Eddie Balchowsky, Portrait of a Chicago Jewish Radical

On Feburary 10th I presented at “Eddie Balchowksy, Portrait of a Chicago Jewish Radical,” put together by Rabbi Brant Rosen, of Tzedek Chicago and co-sponsored by the Chicago Workmen’s Circle.

The night started off with a Havdallah service, the Jewish ritual for the end of the Shabbat and the start of the work week, lead by Rabbi Brant.28053231_3980737033713_1272467014_n.jpg

Jeff Balch then spoke to the crowd of 40 people about the legacy of his distant relative, Eddie Balchowsky. He explained how much it hurt to know he never got to know the one-armed pianist, artist, and poet who fought in the Spanish Civil War. He detailed how he got his friends of Eddie’s together to fund a grave stone (as Eddie’s grave was unmarked) along with a stroke of luck and the help of musician Utah Phillips.


I spoke about Eddie’s personal history, how he had lost his right arm at 21 after a week on the front lines fighting fascism in Spain. How, upon return to Chicago he spent a decade drunk then two decades after that addicted to heroin. In Cook County Jail he met Paul Crump, a Black inmate on death row, whom he championed and encouraged to write. Crump wrote a novel, Burn Killer Burn, which became a best seller, and resulted in the reopening and commutation of his death sentence.


I wanted to capture the spirit of Sophie Madej, owner of the Busy Bee who had been a friend to so many in the Wicker Park neighborhood, and who when Eddie was found dead of a possible suicide in 1989, used her restaurant to host a memorial where friends gathered enough money to bury Eddie, in the unmarked plot in Forest Home cemetery, which Jeff Balch was to discover in the mid-1990’s.

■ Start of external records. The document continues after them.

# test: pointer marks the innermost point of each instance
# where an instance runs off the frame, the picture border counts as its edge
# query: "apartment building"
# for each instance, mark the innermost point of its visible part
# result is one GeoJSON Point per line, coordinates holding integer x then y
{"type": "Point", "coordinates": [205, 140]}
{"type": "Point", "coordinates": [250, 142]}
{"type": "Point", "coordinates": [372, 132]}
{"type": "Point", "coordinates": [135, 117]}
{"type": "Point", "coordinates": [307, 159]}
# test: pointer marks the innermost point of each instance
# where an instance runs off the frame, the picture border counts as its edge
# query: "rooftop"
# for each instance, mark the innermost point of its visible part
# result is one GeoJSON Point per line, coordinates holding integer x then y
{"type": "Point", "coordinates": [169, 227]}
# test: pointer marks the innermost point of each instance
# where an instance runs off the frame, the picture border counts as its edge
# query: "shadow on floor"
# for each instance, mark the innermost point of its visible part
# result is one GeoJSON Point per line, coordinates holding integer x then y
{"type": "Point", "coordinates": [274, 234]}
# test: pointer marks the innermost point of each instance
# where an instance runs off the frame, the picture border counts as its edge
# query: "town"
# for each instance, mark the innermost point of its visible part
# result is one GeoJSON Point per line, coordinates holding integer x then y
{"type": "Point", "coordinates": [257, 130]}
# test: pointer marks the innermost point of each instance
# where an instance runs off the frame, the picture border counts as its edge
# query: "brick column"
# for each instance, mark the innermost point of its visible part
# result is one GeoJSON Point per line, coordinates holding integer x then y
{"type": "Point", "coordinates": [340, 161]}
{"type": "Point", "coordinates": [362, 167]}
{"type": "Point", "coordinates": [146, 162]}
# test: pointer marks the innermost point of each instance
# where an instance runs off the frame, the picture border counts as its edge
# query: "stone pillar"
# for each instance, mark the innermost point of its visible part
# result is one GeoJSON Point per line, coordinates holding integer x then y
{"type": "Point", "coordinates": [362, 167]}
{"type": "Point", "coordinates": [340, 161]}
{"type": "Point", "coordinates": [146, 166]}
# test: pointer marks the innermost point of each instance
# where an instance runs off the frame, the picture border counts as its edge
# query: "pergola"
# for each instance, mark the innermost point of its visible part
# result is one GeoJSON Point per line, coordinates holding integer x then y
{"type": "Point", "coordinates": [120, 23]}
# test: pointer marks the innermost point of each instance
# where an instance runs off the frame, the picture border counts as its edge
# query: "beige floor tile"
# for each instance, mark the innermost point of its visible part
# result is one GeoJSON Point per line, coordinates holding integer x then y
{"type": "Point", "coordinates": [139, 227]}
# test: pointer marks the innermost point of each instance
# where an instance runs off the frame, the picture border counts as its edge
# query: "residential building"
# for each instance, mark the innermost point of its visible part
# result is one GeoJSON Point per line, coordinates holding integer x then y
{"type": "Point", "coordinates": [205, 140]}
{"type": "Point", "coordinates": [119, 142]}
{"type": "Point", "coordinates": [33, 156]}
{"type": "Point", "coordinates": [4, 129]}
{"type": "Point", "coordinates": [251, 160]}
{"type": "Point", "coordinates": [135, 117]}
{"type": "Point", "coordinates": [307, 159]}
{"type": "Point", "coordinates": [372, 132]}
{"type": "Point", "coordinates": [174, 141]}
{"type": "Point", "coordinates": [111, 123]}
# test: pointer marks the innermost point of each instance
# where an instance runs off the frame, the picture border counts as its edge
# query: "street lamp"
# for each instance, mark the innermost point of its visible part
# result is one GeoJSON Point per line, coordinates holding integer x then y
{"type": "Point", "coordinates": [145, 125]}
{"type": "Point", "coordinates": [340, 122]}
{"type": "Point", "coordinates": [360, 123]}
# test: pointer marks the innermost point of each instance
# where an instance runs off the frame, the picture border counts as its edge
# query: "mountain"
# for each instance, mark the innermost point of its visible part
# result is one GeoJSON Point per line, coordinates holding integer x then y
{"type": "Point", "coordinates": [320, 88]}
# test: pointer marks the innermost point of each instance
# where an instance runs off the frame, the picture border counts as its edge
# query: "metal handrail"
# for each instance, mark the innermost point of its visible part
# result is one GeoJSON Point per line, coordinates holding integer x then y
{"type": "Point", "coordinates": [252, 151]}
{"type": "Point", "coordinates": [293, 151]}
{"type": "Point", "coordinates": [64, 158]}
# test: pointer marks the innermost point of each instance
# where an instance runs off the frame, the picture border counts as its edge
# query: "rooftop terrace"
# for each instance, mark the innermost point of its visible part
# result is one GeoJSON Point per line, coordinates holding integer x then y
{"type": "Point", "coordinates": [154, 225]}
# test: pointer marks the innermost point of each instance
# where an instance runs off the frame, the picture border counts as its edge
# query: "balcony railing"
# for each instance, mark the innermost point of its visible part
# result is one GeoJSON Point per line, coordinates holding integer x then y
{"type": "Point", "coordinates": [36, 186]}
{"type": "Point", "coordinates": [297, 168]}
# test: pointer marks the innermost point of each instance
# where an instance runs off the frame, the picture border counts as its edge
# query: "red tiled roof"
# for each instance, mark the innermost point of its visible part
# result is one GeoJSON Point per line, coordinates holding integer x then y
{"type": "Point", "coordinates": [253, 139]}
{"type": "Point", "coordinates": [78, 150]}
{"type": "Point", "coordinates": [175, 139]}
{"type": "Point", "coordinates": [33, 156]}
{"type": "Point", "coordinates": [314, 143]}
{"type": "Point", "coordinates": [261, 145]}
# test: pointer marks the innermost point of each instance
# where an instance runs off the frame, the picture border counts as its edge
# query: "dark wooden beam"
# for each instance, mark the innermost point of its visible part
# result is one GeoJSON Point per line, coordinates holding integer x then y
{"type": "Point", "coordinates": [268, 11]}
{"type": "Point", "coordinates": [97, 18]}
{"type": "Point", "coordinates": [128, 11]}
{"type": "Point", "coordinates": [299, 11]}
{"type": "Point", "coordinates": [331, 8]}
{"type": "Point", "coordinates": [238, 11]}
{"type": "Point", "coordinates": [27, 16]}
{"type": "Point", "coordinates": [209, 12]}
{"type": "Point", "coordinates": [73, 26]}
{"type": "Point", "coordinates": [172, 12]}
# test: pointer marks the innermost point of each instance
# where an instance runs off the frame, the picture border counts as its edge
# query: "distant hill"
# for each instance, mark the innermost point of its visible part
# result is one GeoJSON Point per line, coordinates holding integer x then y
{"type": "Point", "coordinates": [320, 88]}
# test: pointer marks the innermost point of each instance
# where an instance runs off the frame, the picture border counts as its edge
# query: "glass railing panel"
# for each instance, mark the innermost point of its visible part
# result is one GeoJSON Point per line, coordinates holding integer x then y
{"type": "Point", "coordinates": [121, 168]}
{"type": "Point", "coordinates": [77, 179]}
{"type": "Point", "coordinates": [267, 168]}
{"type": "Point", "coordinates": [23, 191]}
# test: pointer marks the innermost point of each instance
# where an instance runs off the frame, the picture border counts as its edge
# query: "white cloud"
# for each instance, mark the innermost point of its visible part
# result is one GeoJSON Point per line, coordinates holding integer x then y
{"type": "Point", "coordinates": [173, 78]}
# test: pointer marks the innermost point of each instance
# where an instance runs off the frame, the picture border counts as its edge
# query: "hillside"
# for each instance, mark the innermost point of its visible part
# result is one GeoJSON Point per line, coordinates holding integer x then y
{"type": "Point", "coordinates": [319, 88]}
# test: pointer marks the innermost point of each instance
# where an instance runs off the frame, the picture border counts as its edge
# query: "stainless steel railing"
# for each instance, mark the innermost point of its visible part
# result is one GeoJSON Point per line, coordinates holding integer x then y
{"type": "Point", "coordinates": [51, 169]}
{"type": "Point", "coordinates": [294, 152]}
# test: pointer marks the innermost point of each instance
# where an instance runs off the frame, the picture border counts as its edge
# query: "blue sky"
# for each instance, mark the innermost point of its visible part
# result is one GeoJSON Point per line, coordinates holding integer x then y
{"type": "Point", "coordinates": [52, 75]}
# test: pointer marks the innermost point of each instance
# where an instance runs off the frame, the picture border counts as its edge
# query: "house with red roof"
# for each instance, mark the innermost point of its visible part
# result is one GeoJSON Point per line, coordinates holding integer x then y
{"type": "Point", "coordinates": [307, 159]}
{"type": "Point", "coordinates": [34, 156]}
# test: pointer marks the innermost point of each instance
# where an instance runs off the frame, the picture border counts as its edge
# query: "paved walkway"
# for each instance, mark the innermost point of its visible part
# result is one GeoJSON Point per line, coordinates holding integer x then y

The Busy Bee has become a Penny’s Noodles, and is now an Urban Belly. Beneath the gentrified glamour of Wicker Park lurks the history of international and interpersonal struggle.

The greatest joy of being apart of this program was meeting Mimi Harris, wife of the late Syd Harris, a photographer who fought in Spain. She told her memories of Eddie and details from her life to a crowd that was both shocked and moved. Seven other people were present who had relatives and loved ones who had fought in Spain, all of them Jewish.


I explained that of the 2,800 American volunteers in the Spanish Civil War, 1,250 of them were Jews. During the questions and answer session I passed around a list of the volunteers from Chicago, which numbered 182 men and women.

It was a powerful night which brought people together around a story that has been purposely forgotten by decades of FBI repression, redbaiting, and the onslaught of popular culture.

Long live the memory of the International Brigades and Eddie Balchowsky.